Good example of the time given to gaze: a study of artistic reception essay

In this article, written by Jean-Claude Passeron and Emmanuel Pedler, the authors describe the sociology of artistic reception, which is logical and philosophical act of the aesthetic experience such as pictorial, musical and literary. Further, the authors explain that the esthetic of reception can be understood through three principles. Firstly, perceptibility principle, which indicates that, the survey only includes the work supposed by the real publics. Secondly, there is specificity principle, which represents that before making final interpretation, observation is made then consequences of the methods used are checked and then any final decision is made. Thirdly, there is singularity principle, which is indicative of the fact that one considers the object of analysis for putting the symbolic and material behaviors of an audience.
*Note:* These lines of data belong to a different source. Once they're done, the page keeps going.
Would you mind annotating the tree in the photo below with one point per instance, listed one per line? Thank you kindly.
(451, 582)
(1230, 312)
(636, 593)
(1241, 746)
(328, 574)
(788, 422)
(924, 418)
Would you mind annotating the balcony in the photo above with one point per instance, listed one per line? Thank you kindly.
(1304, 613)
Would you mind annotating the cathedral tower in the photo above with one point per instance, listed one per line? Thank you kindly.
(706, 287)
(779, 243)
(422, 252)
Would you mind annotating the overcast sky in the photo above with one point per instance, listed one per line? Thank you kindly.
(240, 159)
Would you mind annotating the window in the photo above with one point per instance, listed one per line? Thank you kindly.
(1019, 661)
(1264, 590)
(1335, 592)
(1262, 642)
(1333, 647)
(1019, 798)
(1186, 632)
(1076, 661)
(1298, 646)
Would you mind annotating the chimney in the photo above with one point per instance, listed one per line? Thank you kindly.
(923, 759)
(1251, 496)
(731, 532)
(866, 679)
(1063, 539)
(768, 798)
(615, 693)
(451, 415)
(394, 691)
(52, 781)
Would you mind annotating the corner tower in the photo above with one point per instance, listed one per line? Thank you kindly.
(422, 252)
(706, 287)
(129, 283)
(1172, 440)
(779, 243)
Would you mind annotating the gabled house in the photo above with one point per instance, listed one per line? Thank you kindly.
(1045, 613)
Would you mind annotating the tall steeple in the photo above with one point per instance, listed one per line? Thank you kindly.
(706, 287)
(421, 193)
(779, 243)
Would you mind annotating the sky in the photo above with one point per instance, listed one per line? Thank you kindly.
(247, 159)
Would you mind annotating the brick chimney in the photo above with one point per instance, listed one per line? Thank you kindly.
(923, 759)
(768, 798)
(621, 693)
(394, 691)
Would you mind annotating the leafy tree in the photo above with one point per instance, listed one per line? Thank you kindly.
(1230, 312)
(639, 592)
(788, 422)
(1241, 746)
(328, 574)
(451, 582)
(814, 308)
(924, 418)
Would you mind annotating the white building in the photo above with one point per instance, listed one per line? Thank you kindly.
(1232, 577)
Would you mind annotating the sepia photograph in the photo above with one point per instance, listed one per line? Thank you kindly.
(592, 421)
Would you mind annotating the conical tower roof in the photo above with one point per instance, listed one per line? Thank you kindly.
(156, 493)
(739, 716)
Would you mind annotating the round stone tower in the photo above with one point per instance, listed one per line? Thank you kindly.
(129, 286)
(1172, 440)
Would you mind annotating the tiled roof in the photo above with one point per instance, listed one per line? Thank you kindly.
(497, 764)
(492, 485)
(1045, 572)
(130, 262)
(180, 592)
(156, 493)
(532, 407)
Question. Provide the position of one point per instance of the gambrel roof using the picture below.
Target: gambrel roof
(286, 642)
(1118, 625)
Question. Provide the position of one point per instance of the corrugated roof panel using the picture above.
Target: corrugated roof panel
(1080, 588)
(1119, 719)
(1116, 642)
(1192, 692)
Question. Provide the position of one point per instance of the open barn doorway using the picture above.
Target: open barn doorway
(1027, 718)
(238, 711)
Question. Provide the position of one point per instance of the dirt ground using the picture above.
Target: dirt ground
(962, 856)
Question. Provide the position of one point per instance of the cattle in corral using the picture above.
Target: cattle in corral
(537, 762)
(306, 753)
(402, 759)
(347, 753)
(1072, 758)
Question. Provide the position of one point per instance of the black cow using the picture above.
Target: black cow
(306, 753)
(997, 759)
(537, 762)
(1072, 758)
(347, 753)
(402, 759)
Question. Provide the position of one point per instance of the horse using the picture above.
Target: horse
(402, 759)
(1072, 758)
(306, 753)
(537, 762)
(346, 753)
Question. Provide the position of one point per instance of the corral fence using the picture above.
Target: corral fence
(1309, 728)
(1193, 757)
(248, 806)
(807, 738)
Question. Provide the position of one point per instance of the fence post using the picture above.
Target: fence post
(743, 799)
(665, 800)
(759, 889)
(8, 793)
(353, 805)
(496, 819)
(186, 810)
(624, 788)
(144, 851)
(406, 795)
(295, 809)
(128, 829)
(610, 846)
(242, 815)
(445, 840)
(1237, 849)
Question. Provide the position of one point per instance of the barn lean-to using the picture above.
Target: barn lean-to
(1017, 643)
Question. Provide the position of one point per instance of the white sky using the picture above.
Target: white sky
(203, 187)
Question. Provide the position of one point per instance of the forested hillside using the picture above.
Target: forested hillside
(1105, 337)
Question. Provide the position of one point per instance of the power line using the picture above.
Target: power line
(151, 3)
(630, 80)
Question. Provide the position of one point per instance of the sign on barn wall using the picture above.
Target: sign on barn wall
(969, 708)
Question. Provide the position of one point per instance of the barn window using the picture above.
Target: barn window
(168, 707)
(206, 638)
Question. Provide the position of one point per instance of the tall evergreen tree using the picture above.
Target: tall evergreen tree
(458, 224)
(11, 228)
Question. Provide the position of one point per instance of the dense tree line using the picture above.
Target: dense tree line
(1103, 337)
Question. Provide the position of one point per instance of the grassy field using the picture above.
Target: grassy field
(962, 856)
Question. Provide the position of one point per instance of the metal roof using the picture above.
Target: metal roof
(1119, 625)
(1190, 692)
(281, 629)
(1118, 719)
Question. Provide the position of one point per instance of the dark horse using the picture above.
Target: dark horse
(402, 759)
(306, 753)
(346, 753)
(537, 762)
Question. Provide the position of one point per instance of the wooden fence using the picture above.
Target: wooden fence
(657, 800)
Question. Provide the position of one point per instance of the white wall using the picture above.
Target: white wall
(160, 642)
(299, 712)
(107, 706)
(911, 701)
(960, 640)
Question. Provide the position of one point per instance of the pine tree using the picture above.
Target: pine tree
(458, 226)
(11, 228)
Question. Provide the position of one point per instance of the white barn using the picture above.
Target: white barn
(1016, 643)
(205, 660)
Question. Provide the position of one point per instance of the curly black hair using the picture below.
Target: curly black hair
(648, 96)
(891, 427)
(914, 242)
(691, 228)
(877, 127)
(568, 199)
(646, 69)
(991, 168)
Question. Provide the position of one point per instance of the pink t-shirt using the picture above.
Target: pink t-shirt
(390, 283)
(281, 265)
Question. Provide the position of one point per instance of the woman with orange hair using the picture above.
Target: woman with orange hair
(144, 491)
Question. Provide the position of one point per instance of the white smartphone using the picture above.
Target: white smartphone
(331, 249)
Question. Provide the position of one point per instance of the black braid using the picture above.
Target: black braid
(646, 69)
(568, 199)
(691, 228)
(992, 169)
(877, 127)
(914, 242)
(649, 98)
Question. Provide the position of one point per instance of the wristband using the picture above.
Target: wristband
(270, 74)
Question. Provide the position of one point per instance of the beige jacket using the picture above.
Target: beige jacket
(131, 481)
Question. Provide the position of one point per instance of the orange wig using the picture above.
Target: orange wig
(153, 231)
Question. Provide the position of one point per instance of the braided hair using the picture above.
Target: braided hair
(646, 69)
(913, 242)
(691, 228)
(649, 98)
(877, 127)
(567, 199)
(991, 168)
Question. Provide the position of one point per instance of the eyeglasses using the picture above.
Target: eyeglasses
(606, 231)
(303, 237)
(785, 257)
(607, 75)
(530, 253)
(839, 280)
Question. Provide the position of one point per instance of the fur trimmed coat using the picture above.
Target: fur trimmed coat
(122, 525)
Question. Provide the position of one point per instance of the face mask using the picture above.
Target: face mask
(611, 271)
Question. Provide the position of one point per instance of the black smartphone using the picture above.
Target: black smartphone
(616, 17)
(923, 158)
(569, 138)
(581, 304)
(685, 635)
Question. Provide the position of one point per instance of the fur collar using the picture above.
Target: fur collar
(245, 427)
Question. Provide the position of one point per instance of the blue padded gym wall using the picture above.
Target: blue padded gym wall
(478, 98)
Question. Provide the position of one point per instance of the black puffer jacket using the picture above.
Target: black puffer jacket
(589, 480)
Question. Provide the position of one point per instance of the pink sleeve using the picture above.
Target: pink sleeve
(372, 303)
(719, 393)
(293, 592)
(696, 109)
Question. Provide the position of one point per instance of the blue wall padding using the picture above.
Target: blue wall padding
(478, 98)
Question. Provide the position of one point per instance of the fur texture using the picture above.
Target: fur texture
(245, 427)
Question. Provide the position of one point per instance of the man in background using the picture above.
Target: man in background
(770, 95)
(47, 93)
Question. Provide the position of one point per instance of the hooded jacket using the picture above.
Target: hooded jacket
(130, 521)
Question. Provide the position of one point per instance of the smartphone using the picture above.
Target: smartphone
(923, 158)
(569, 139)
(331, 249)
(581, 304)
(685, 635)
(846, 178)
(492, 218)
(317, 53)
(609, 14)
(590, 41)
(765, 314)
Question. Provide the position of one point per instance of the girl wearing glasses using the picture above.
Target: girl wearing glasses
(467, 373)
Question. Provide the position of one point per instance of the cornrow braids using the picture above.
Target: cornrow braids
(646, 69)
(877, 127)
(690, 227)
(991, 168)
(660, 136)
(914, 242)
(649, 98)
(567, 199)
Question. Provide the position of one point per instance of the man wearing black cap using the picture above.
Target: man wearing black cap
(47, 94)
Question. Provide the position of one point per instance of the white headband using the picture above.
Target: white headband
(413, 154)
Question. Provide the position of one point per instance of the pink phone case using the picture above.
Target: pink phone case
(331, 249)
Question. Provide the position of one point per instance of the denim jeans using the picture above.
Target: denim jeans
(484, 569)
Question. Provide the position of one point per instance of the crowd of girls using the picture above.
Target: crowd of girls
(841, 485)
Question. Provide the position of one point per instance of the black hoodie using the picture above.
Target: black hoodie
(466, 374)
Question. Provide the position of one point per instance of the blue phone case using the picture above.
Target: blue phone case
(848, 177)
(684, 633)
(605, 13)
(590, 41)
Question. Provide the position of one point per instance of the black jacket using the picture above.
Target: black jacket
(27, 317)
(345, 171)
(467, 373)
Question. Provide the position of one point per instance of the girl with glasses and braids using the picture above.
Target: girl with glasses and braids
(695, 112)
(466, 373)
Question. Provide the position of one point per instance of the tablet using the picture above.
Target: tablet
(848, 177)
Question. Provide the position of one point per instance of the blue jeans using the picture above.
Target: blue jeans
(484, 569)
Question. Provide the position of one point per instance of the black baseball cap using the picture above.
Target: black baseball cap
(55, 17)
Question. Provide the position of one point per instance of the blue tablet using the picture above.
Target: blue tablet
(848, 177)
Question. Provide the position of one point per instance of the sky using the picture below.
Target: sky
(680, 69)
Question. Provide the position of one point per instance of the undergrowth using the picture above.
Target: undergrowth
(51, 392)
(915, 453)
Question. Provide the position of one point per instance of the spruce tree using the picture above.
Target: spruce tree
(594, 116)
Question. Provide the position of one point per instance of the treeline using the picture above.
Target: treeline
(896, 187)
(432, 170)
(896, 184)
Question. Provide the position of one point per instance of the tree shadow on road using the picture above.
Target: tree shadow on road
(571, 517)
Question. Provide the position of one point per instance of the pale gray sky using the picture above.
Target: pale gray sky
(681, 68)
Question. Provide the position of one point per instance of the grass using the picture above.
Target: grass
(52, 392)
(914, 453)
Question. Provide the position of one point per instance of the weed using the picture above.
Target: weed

It is, therefore, necessary to survey the real publics for ensuring perceptibility. For example, if someone has chosen museum as a mean of a sociological survey then this will helps to maintain the interest of the gazers and also assists in the collection of canvases. Then there is specificity that paves the way to the quantitative ethnography, for example, rhythm, duration of the non-verbal semantic acts. Further, there is time of contemplation that allows choosing the methodologies for exploring the explanatory possibilities of indicator, for example, tableau comprise of the indicator that reveal complex experience about the aesthetic painting experience. However, internal intensity is the real asset that permits to say that the experience is artistic.
Furthermore, for the scholarly capital and work, there is a paradoxical effect associated with the diploma level on the behavior of museum visitors. This is actually the time, when a person sanctifies museum between the entrance and the exit. The visitors spend less time on the subjects having higher diploma and more time on lower diploma subjects. The selection and choice, however, may differ due to different tastes, traditions and cultures.